I’ve been running my transcription and typing service since April 2005.
But let me go back to the start. I have always wanted to be an entrepreneur, really. I’ve always been able to think for myself and been quite independent. I have worked for bosses, but I’m not a good employee – I’m far better as an independent thinker.
As far back as 2000, I’d had the idea of being a virtual assistant or mobile secretary. My dream involved having a custom built trailer going around our cities dropping off typed, bound and printed documents. Back in those days we didn’t have the technology needed to really make a business of this nature fly, and my dream didn’t fly either. But in 2005, the Internet and technology had caught up with my visions of working from home and I launched Typewrite Transcription and Typing Services CC.
I haven’t looked back. There have been knocks and successes along the way, and I’ve also written an e-book about working as a transcriptionist which includes my tried and trusted methods. I think the biggest thing is to let your plans and dreams evolve. If you see one area is working for you then go with that side of things.
What did you do before launching your own business?
I qualified as a secretary in 1994, worked in reception and as a sales secretary and also as a resume writer and other functions in a recruitment company.

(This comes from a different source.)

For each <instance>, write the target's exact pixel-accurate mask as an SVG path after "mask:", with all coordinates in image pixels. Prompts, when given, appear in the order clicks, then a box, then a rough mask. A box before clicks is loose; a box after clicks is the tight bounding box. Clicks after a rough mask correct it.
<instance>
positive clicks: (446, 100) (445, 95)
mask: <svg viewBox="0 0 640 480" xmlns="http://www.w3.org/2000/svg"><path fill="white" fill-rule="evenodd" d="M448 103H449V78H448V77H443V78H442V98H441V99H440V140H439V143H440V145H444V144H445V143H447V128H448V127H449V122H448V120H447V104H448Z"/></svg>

How did you fund your business?
The overheads of my kind of business are pretty low. I needed a working computer, an ADSL line and associated office equipment. I had most of them already. So between my own current salary, my husband, and my dad, I was able to get up and going with minimum fuss and minimum expenditure.
How many hours do you work a week and how much is spent is your home office?
I would say about 12 – 13 hours a day.
How would you rate your success?
It depends how you look at it. I am busy every day. And I think in terms of businesses in this day and age, that is a good rate of success. It’s the kind of business that you can choose to grow if you want to. I have at this point chosen not to be a multi VA company, although I do hire subcontractors occasionally. I am happy and contented and the business is growing.
What has been your biggest business struggle as an entrepreneur?
Challenges change as time goes on. Infrastructural things can be difficult – if the internet or the electricity is giving you problems then it’s hard. But the thing to learn is to have backups. Have two ISPs. Even have a back up computer. Back things up. And employ people who are dependable.
What advice would you give to a new entrepreneur?
If you believe in your idea, just keep going. Nothing happens overnight. And make marketing a part of your daily schedule. It doesn’t matter if you’ve got enough work now to last you a week. The marketing you do today will probably only pay off in about three months. So even if it’s only 10 minutes a day putting your website out on the Internet – make it a daily thing.
How do you manage all of your personal and business activities?
With difficulty, it is really hard to find the balance. But like everything, you’ve got to be disciplined. You’ve got to try not to let work encroach on personal life and personal life encroach on work. Not always possible.